🤖 AI Summary
This paper addresses the dual challenge of fairness and causal validity in actionable rule sets for high-stakes decision-making. We propose the first framework that jointly integrates causal inference with multi-level fairness constraints—both group- and individual-level—into rule set generation. Unlike conventional association-based approaches, our method unifies causal discovery, counterfactual reasoning, rule set learning, and fairness-aware combinatorial optimization. It ensures that recommended actions causally improve target outcomes (e.g., health or income) while explicitly mitigating unfair impacts on protected groups. Empirical evaluation across multiple real-world datasets demonstrates that our generated rule sets reduce demographic parity (DP) and equal opportunity (EO) disparities by over 30%, while maintaining high coverage and interpretability. Thus, the framework achieves synergistic optimization of fairness and action effectiveness.
📝 Abstract
Prescriptions, or actionable recommendations, are commonly generated across various fields to influence key outcomes such as improving public health, enhancing economic policies, or increasing business efficiency.

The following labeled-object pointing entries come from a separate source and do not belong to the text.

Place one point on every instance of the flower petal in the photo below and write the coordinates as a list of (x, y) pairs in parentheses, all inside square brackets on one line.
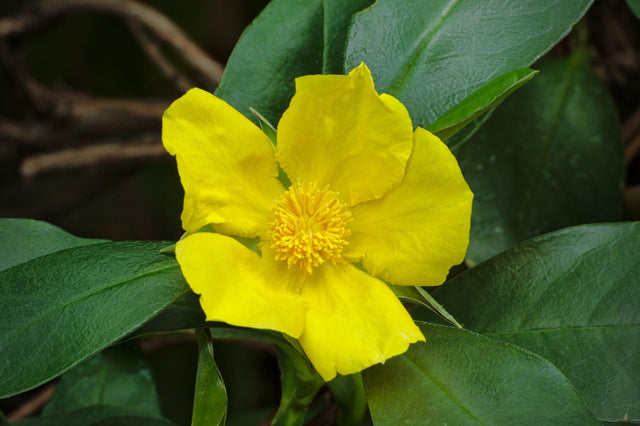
[(227, 165), (339, 132), (239, 287), (353, 321), (420, 229)]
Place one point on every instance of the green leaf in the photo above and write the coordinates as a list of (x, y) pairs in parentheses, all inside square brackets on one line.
[(118, 377), (550, 156), (458, 377), (348, 392), (479, 102), (635, 6), (419, 296), (433, 56), (210, 399), (290, 38), (24, 239), (95, 415), (61, 308), (185, 313), (571, 296)]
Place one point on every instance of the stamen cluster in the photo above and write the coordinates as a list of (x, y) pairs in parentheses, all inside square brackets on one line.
[(309, 227)]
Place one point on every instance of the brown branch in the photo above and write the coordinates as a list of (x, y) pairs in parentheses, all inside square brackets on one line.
[(160, 25), (89, 156), (152, 48), (33, 405)]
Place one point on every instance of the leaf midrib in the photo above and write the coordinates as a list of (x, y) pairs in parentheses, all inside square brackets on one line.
[(560, 329), (398, 83), (527, 206), (441, 387)]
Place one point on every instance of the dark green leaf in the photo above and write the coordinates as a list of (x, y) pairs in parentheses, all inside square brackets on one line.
[(133, 421), (185, 313), (348, 392), (118, 377), (571, 296), (290, 38), (93, 416), (61, 308), (635, 6), (479, 102), (458, 377), (432, 56), (550, 156), (25, 239), (210, 399)]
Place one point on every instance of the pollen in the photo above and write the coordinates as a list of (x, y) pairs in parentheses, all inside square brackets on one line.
[(309, 227)]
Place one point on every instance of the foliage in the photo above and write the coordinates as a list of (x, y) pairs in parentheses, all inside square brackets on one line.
[(547, 299)]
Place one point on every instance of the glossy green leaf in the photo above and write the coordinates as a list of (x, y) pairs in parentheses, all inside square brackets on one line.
[(432, 56), (550, 156), (479, 102), (571, 296), (635, 6), (458, 377), (210, 399), (96, 415), (61, 308), (25, 239), (290, 38), (118, 376), (421, 297)]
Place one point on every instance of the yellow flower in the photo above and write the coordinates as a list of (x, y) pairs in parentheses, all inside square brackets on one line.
[(365, 187)]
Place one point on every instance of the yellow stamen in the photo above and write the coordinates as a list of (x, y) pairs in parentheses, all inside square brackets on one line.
[(309, 227)]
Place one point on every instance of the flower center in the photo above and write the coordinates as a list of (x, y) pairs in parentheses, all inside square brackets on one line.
[(309, 227)]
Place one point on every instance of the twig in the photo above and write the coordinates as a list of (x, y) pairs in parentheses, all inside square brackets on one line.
[(159, 24), (152, 49), (32, 405), (89, 156)]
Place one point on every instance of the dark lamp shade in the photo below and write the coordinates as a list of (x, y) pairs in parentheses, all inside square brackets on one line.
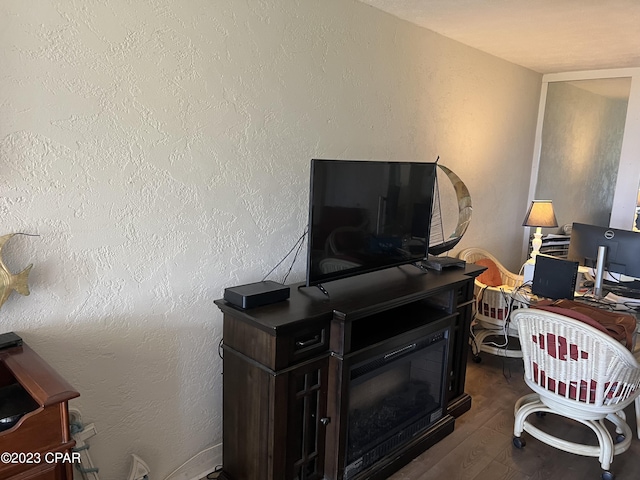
[(540, 214)]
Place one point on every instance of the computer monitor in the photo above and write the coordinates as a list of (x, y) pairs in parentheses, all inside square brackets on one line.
[(605, 249), (554, 278)]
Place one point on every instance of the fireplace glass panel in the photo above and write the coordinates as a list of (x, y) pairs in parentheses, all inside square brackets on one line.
[(393, 397)]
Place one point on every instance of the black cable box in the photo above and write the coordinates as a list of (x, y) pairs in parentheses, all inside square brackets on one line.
[(440, 263), (256, 294)]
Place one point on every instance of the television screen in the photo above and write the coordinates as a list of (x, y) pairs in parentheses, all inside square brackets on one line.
[(366, 216)]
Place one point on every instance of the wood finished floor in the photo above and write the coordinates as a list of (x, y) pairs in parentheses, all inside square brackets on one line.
[(480, 448)]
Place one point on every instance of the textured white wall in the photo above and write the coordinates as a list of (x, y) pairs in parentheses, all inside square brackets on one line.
[(580, 153), (161, 151)]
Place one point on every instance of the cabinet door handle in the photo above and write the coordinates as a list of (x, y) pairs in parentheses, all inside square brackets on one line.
[(400, 351), (306, 343)]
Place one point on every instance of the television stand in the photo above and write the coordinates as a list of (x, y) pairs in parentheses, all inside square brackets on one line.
[(290, 372)]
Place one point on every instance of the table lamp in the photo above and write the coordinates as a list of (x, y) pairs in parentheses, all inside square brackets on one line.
[(540, 215)]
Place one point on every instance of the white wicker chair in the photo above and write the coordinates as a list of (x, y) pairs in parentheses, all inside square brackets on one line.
[(492, 328), (602, 377)]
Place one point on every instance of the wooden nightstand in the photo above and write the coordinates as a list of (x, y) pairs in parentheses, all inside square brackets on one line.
[(38, 446)]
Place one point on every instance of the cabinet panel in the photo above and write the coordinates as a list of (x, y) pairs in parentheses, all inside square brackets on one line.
[(307, 421)]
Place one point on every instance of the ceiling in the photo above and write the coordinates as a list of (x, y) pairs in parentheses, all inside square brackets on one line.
[(547, 36)]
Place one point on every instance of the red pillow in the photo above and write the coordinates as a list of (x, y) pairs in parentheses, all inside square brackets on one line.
[(491, 276)]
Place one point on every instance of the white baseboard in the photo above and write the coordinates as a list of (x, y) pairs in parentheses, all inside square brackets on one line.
[(200, 465)]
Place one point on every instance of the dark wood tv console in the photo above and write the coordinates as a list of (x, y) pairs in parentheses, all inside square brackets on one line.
[(286, 369)]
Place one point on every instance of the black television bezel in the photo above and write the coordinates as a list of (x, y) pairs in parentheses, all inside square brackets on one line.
[(593, 236), (360, 271)]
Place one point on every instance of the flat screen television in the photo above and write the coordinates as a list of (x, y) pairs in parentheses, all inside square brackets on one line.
[(366, 216)]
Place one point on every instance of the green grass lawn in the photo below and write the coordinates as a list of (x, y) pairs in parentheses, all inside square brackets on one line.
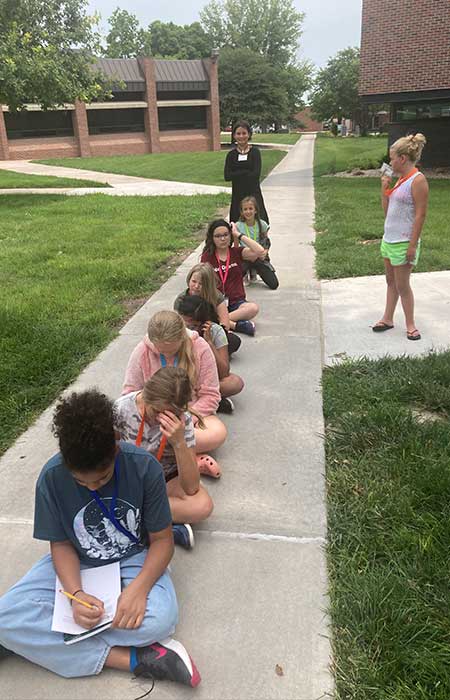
[(388, 483), (204, 168), (69, 268), (349, 218), (336, 154), (267, 138), (12, 180)]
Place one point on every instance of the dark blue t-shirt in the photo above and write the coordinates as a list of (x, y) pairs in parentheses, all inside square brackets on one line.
[(64, 510)]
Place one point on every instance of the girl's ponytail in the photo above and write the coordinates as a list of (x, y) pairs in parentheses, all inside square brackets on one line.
[(168, 326)]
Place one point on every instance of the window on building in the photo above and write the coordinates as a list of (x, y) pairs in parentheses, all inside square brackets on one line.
[(180, 118), (30, 124), (422, 110), (182, 95), (114, 121), (128, 96)]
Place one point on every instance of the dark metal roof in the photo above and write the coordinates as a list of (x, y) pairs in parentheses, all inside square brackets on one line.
[(170, 75), (124, 69), (416, 96), (180, 71)]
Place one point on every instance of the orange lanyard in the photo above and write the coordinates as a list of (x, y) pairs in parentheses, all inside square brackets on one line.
[(401, 180), (162, 444), (223, 276)]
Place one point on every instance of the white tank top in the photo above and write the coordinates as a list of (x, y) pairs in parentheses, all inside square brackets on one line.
[(399, 220)]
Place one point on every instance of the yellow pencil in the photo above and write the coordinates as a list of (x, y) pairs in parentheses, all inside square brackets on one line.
[(72, 597)]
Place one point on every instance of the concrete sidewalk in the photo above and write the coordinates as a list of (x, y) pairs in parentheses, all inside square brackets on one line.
[(121, 185), (352, 306), (253, 592)]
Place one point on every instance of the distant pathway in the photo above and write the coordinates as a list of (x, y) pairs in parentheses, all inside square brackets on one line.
[(121, 185), (253, 592)]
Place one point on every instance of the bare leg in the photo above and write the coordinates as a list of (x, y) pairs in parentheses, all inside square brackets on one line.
[(245, 312), (212, 436), (231, 385), (402, 277), (391, 295), (185, 508), (118, 657)]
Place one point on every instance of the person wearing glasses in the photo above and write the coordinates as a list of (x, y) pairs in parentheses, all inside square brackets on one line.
[(226, 260)]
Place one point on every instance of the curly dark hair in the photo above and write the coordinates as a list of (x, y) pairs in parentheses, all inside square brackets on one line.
[(244, 125), (209, 240), (84, 425)]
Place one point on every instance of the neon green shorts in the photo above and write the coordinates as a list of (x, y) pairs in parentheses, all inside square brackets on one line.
[(396, 252)]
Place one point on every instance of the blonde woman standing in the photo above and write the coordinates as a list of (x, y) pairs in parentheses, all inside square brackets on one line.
[(405, 207)]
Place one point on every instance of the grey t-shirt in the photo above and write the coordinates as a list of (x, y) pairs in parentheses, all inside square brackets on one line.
[(180, 297), (64, 510)]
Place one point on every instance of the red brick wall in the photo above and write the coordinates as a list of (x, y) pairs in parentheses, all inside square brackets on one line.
[(212, 112), (119, 144), (151, 113), (51, 147), (405, 46)]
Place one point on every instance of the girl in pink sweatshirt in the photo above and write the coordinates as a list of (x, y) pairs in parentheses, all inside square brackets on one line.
[(169, 343)]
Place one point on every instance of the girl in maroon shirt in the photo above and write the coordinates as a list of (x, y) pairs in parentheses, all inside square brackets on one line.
[(226, 259)]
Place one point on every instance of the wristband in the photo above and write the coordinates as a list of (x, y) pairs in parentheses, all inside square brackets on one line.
[(80, 590)]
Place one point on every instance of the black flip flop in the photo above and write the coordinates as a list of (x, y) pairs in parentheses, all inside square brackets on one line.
[(381, 327)]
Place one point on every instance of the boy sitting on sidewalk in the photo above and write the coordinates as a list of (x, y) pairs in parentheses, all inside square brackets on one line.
[(98, 502)]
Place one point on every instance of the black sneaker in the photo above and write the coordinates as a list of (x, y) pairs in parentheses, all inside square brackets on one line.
[(183, 535), (167, 661), (225, 406), (246, 327), (4, 652)]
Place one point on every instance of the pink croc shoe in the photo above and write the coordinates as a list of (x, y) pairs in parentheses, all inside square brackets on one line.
[(208, 466)]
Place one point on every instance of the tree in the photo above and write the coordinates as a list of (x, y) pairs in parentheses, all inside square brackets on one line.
[(335, 90), (296, 80), (253, 91), (46, 53), (126, 38), (195, 42), (164, 38), (271, 28)]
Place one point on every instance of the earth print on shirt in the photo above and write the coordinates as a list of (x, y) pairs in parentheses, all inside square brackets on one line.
[(96, 534)]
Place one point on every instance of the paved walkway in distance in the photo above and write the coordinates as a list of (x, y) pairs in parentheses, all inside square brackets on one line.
[(351, 306), (253, 592), (121, 185)]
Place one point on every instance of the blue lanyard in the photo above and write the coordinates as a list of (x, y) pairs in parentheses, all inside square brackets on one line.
[(110, 513), (164, 361)]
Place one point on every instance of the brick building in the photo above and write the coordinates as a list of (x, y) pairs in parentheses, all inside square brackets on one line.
[(157, 106), (405, 62)]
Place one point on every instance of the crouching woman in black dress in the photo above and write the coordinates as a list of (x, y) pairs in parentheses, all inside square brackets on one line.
[(243, 168)]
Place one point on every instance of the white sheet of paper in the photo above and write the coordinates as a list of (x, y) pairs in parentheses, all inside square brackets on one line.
[(103, 582)]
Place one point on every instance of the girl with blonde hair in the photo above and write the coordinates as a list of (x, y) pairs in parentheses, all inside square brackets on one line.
[(201, 281), (405, 207), (169, 343), (158, 420)]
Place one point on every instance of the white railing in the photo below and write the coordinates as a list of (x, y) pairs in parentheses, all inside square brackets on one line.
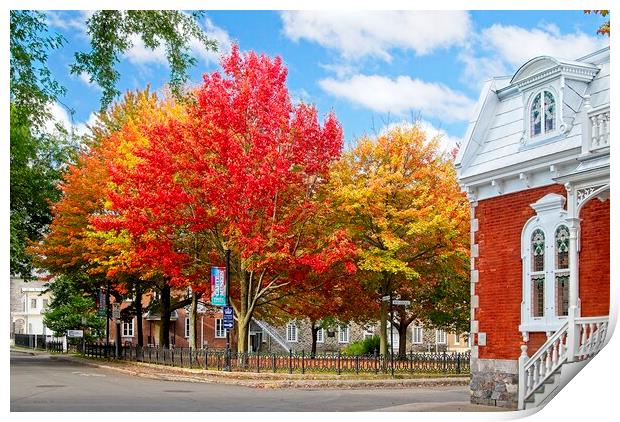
[(533, 372), (592, 332), (577, 340), (597, 127), (269, 330)]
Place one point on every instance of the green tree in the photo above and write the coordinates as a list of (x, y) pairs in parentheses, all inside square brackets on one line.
[(72, 308), (110, 34), (38, 158)]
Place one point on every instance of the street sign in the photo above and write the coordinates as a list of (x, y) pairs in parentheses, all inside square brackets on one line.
[(116, 311), (228, 321), (218, 286)]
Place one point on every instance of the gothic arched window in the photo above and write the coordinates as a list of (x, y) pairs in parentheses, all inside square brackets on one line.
[(542, 113)]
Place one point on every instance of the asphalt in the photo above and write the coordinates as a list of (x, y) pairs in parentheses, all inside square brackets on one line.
[(75, 383)]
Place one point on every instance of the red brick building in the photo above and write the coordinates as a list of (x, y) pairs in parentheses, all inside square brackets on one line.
[(535, 164)]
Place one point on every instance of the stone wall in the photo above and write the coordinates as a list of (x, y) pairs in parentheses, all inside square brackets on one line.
[(495, 383)]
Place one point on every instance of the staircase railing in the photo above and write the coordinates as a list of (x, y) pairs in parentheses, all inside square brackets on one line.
[(269, 330), (533, 372), (577, 340)]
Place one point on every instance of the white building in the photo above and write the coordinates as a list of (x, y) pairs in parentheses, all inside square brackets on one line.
[(28, 301)]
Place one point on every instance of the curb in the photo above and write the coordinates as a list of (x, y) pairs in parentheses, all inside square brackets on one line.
[(267, 380)]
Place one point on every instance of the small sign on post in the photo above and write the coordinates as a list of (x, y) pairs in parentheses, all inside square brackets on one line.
[(116, 311), (75, 333), (228, 321), (218, 286)]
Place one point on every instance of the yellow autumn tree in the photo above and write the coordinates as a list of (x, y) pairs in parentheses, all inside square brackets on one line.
[(399, 200)]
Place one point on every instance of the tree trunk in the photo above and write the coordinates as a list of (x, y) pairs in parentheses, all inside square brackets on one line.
[(383, 335), (192, 321), (164, 332), (315, 331), (402, 340), (138, 306)]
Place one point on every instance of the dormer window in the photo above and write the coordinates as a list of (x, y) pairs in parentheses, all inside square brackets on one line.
[(542, 114)]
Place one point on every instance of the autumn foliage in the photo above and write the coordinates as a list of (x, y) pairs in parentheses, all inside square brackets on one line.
[(167, 187)]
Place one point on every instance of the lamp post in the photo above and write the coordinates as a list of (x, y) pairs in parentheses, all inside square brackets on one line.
[(227, 251)]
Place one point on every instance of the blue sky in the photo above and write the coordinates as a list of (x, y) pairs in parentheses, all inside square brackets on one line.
[(371, 68)]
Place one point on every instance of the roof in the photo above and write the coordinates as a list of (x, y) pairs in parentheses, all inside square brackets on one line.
[(494, 144)]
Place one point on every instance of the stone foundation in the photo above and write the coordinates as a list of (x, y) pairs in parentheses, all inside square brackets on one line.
[(495, 382)]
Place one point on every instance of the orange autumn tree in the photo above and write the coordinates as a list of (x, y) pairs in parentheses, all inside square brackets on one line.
[(73, 245), (241, 174), (398, 198)]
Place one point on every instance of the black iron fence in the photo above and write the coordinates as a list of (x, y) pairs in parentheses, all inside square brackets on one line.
[(300, 363)]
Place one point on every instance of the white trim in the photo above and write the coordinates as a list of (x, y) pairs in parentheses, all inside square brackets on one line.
[(550, 215), (128, 329), (441, 337), (414, 339), (186, 327), (320, 335)]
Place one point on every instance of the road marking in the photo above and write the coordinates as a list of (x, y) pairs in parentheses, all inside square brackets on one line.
[(84, 374)]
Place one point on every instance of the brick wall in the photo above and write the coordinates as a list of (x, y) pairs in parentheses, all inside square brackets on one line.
[(499, 287), (594, 258)]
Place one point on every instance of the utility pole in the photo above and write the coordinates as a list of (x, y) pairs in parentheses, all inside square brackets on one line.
[(392, 332), (228, 368), (107, 316)]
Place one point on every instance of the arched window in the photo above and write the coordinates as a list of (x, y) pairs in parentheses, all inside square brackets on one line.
[(546, 276), (537, 274), (291, 332), (562, 274), (542, 114)]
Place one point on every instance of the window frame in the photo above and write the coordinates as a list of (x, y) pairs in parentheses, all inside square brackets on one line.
[(413, 334), (441, 334), (344, 329), (128, 328), (544, 135), (549, 218), (320, 335), (186, 327), (291, 328)]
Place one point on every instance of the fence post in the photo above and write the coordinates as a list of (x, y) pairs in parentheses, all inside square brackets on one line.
[(290, 361), (338, 362)]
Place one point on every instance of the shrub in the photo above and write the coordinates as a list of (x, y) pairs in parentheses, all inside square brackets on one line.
[(362, 347)]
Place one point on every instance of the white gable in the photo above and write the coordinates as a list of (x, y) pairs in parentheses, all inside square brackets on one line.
[(500, 155)]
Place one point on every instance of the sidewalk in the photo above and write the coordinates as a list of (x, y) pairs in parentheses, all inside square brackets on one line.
[(267, 379)]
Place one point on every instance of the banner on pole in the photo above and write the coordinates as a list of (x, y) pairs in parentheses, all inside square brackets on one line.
[(218, 286), (228, 321)]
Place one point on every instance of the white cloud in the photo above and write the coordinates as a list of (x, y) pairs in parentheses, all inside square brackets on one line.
[(64, 21), (61, 116), (446, 142), (500, 50), (356, 34), (401, 95), (516, 45)]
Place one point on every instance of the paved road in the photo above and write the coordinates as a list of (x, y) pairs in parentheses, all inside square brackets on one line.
[(44, 383)]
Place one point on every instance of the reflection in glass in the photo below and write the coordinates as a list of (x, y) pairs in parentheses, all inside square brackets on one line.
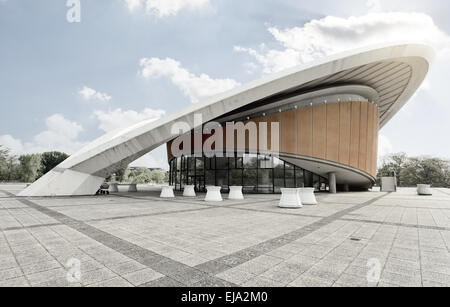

While traditional association-based methods may identify correlations, they often fail to reveal the underlying causal factors needed for informed decision-making. On the other hand, in decision-making for tasks with significant societal or economic impact, it is crucial to provide recommendations that are justifiable and equitable in terms of the outcome for both the protected and non-protected groups. Motivated by these two goals, this paper introduces a fairness-aware framework leveraging causal reasoning for generating a set of actionable prescription rules (ruleset) toward betterment of an outcome while preventing exacerbating inequalities for protected groups. By considering group and individual fairness metrics from the literature, we ensure that both protected and non-protected groups benefit from these recommendations, providing a balanced and equitable approach to decision-making. We employ efficient optimizations to explore the vast and complex search space considering both fairness and coverage of the ruleset. Empirical evaluation and case study on real-world datasets demonstrates the utility of our framework for different use cases.